Pay close attention to all stages of the calculation, as an error in at least one of the calculations will lead to an incorrect final indicator. Check the received calculations at each stage. The average arithmetic number has the same meter as the summands of the numbers, that is, if you determine the average attendance, then all indicators will be “person”.

This method calculation is used only in mathematical and statistical calculations. So, for example, the arithmetic mean in computer science has a different calculation algorithm. The arithmetic mean is a very conditional indicator. It shows the probability of an event, provided that it has only one factor or indicator. For the most in-depth analysis, many factors must be taken into account. For this, the calculation of more general quantities is used.

The arithmetic mean is one of the measures of central tendency, widely used in mathematics and statistical calculations. Finding the arithmetic average for several values ​​​​is very simple, but each task has its own nuances, which are simply necessary to know in order to perform correct calculations.

Quantitative results of such experiments.

How to find the arithmetic mean

The search for the arithmetic mean for an array of numbers should begin with determining the algebraic sum of these values. For example, if the array contains the numbers 23, 43, 10, 74 and 34, then their algebraic sum will be equal to 184. When writing, the arithmetic mean is denoted by the letter μ (mu) or x (x with a bar). Further algebraic sum should be divided by the number of numbers in the array. In this example, there were five numbers, so the arithmetic mean will be 184/5 and will be 36.8.

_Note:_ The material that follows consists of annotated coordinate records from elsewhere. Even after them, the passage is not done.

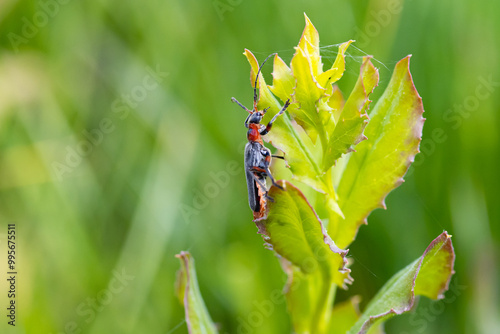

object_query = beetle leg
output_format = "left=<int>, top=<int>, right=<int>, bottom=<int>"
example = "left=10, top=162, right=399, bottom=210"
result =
left=266, top=167, right=285, bottom=190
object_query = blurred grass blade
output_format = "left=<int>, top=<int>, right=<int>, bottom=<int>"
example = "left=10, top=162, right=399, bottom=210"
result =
left=329, top=56, right=424, bottom=247
left=176, top=252, right=217, bottom=334
left=323, top=57, right=379, bottom=172
left=256, top=181, right=351, bottom=333
left=349, top=232, right=455, bottom=334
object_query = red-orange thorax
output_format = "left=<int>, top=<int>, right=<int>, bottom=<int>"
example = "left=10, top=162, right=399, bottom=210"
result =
left=247, top=123, right=264, bottom=145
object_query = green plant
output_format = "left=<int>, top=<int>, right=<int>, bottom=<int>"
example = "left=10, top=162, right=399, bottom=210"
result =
left=174, top=16, right=455, bottom=334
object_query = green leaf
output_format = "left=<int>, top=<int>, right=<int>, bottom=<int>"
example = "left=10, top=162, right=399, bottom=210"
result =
left=244, top=50, right=328, bottom=193
left=323, top=57, right=379, bottom=171
left=318, top=40, right=354, bottom=88
left=328, top=296, right=360, bottom=334
left=329, top=56, right=424, bottom=247
left=349, top=232, right=455, bottom=334
left=256, top=181, right=351, bottom=333
left=176, top=252, right=217, bottom=334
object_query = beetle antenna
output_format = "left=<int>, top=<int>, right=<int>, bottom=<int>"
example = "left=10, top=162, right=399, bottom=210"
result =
left=253, top=53, right=276, bottom=110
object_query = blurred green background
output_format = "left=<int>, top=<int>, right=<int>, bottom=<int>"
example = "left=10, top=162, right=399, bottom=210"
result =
left=0, top=0, right=500, bottom=333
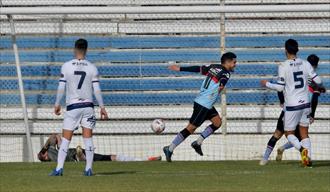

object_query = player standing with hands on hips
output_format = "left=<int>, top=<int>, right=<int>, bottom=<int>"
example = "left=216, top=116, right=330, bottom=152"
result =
left=261, top=39, right=321, bottom=166
left=49, top=39, right=108, bottom=176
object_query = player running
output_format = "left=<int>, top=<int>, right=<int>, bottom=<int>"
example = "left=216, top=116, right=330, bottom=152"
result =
left=163, top=52, right=236, bottom=162
left=276, top=54, right=326, bottom=161
left=261, top=39, right=321, bottom=166
left=50, top=39, right=108, bottom=176
left=259, top=54, right=325, bottom=165
left=38, top=134, right=162, bottom=162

Features of working with negative numbers

If the array contains negative numbers, then finding the arithmetic mean occurs according to a similar algorithm. There is a difference only when calculating in the programming environment, or if there are additional conditions in the task. In these cases, finding the arithmetic mean of numbers with different signs boils down to three steps:

1. Finding the common arithmetic mean by the standard method;
2. Finding the arithmetic mean of negative numbers.
3. Calculation of the arithmetic mean of positive numbers.

The responses of each of the actions are written separated by commas.

Natural and decimal fractions

If an array of numbers is presented decimals, the solution occurs according to the method of calculating the arithmetic mean of integers, but the result is reduced according to the requirements of the problem for the accuracy of the answer.

When working with natural fractions, they should be reduced to a common denominator, which is multiplied by the number of numbers in the array. The numerator of the answer will be the sum of the given numerators of the original fractional elements.